Search Platform/Weekly Updates/2024-08-30
Appearance
Summary
Some post deployment cleanup / minor issues on the Search Update Pipeline, but this work is ramping down. Peripheral to the new Search update Pipeline is a rework of how weighted tags are ingested. We've seen multiple failures in that pipeline, and the new SUP allows us to simplify the workflow and better support features like AddLink and Image Recommendations.
New SPARQL endpoints for WDQS graph split are ready. We will do an additional round of testing and we will communicate more broadly next Tuesday.
Our work on language harmonization is coming approaching completion.

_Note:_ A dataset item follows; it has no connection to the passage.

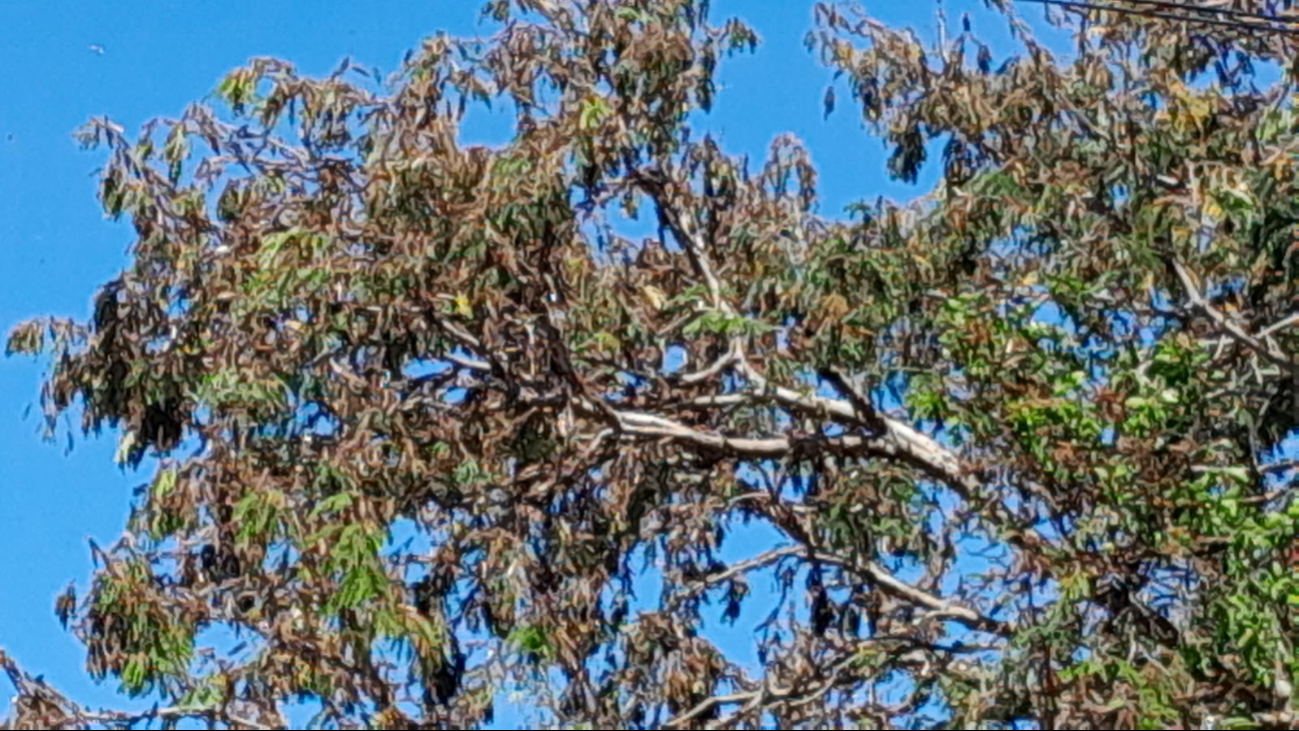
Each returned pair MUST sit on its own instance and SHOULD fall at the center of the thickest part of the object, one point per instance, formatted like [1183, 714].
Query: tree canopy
[425, 418]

After ~ 1 year of work, we have now applied everything we've learned to all of the languages we support!
What we've accomplished
WDQS graph splitting
- https://query-main.wikidata.org and https://query-scholarly.wikidata.org are up! Next will be some odds and ends, testing, and a communication.
Search Update Pipeline / Private Wikis
- Fixed redirect handling (duplicate namespace prefixes) https://phabricator.wikimedia.org/T372446
- Stared working on the CirrusSearch extension, to support writing weighted tags via page_change_weighted_tags stream in addition to job queue. https://phabricator.wikimedia.org/T372904
Improve multilingual zero-results rate
- Additional review of the results for newly configured icu_folding looked good. Speed tests are acceptable: 2% to 10% slower, depending on the complexity of the filter it's being added to. Most were using the default, so the denominator is smaller than analyzers with stemmers or other expensive things. Some new baseline regression test corpora for newly involved languages have been deployed and are running daily.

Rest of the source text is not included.